On Friday morning, the Hostages and Missing Family Forum criticized the escalating attack on Gaza City. In a statement, the hostage families said they had been explained by Israeli forces that the attack would increase the risk of hostages as the Israeli Army (IDF) lacked accurate information about the location.
“There’s a contract at the table. This is what brings back the last hostages. This is what will end the war,” the forum said in a statement.
On Thursday, the IDF said it already controls 40% of Gaza city and controls more than 70% of the total siege territory. The operation will “expand and strengthen” over the next few days, according to spokesman Brigg. General Effy Deflin.
Residents of Gaza City told CNN about the horrifying night as Israel bombed the city from above and ground forces were forced into the city’s outskirts.

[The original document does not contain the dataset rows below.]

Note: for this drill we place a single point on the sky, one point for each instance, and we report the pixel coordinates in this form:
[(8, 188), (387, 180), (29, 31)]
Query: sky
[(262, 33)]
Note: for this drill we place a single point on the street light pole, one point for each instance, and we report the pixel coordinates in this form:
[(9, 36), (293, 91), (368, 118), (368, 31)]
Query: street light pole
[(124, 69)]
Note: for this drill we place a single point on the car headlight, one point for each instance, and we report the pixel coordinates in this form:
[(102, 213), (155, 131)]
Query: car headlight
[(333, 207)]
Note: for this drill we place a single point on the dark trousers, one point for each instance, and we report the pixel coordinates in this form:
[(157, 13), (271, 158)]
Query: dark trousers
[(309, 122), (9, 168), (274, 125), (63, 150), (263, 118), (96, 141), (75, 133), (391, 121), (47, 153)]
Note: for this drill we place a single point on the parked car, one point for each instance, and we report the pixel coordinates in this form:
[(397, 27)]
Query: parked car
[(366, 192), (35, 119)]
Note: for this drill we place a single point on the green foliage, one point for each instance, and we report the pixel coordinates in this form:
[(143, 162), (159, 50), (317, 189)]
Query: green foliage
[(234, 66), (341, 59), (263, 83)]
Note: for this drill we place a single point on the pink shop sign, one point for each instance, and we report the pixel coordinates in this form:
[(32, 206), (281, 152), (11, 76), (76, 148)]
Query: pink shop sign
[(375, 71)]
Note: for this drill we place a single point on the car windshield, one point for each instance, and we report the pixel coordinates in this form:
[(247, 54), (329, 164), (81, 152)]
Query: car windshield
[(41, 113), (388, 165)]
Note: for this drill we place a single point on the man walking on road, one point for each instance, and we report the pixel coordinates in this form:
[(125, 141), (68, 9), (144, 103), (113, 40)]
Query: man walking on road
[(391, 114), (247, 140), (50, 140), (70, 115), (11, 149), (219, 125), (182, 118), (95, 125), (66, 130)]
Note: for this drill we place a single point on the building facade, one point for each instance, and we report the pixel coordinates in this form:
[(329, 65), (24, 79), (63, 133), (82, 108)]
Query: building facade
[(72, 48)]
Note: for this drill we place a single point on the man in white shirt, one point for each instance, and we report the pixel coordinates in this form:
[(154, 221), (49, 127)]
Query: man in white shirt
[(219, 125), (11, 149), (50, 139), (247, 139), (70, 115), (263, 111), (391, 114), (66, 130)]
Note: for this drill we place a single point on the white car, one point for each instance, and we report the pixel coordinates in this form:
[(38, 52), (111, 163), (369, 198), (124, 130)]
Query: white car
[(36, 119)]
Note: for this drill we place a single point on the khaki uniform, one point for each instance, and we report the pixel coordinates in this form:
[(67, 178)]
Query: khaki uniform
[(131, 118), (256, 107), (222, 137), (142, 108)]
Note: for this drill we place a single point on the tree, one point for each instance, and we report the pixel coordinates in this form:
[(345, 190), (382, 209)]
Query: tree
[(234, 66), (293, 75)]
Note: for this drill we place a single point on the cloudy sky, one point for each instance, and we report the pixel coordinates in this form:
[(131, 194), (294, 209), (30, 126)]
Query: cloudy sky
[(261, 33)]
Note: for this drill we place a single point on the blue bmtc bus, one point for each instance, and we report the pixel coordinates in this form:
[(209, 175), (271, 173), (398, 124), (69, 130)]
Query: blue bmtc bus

More than 12 people, including at least seven children, were killed on a strike in Gaza city on Thursday, a spokesman for Alsifa Hospital said. Videos posted on social media show doctors and aid workers rushing to hospital with bloody, burning children and small bodies.
The Gaza Civil Defense Firefighter said he saw his mother raw the floor and searching for her child as her hands burned. He was able to save his mother, son and daughter. He was burnt from the flames and took everything to Alsifa Hospital.
“I haven’t overcome this situation for the rest of my life and the screams of my mother and her children will continue to echo in my heart,” the firefighter said.
CNN contacted the IDF for comment.
On Wednesday, a UNICEF spokesperson said Gaza children are “fighting for survival” in Gaza, which has become a “city of fear, flight and funerals.”
“The final shelter for families in the northern Gaza Strip is becoming a place where childhoods are not survived,” Tess Ingram said in New York after a nine-day visit to the city.

Meanwhile, the top European Union officials have accused Europe of their inability to stop “genocide” in Gaza.
“The genocide in Gaza exposes that despite the protests spread across European cities, they were unable to speak and did not act in one European voice,” said Teresa Libera, executive vice president of the European Commission, the bloc’s executive arm, in Paris on Thursday.
In response to her comments, an Israeli Foreign Ministry spokesman accused Rivera of “unfounded allegations.” Oren Marmorstein posted on X on Thursday that Ribera made it a “Hamas Propaganda mouthpiece.”
With the closure of Israeli forces, fear has become a constant reality for many Palestinians within the enclave’s largest city.
“Last night, Israeli forces bombed four houses on the same street as us,” said Sabi Al-Rantisi, who lives in Sheikh Radwan district. “It was a very difficult night.”
Al Rantisi says his wife and two children have fled to central Gaza, but for at least now he has refused to be kicked out.
According to a senior Israeli official, only 70,000 Palestinians have evacuated Gaza from around 1 million people so far, accounting for less than 10% of the total population. The overwhelming majority are not moving.
“We are not officially asking people to move,” said an official coordinator of government activities for Israeli Government Activities (Cogat) at the briefing. “The large-scale operation hasn’t started yet.”
Abu Yasser Al-Khour, a 51-year-old father of six, said he wouldn’t run away again.
“I’m staying in my house and we’re exhausted from the displacement so even if it means death, it won’t displace again until my last breath,” he told CNN.
He said a lack of water, medicine and cash holds Gaza city. His job as a driver has disappeared long ago, but like most of the city’s population, he refuses to leave.
“The evacuation life is unbearable, and we take in water and collect wood for cooking,” he said. “In the summer we die from the heat, in the winter we die from the cold. In every case, death in our own home is better than displacement.”
Fix: This story has been updated to correctly identify Alon Ohel’s age.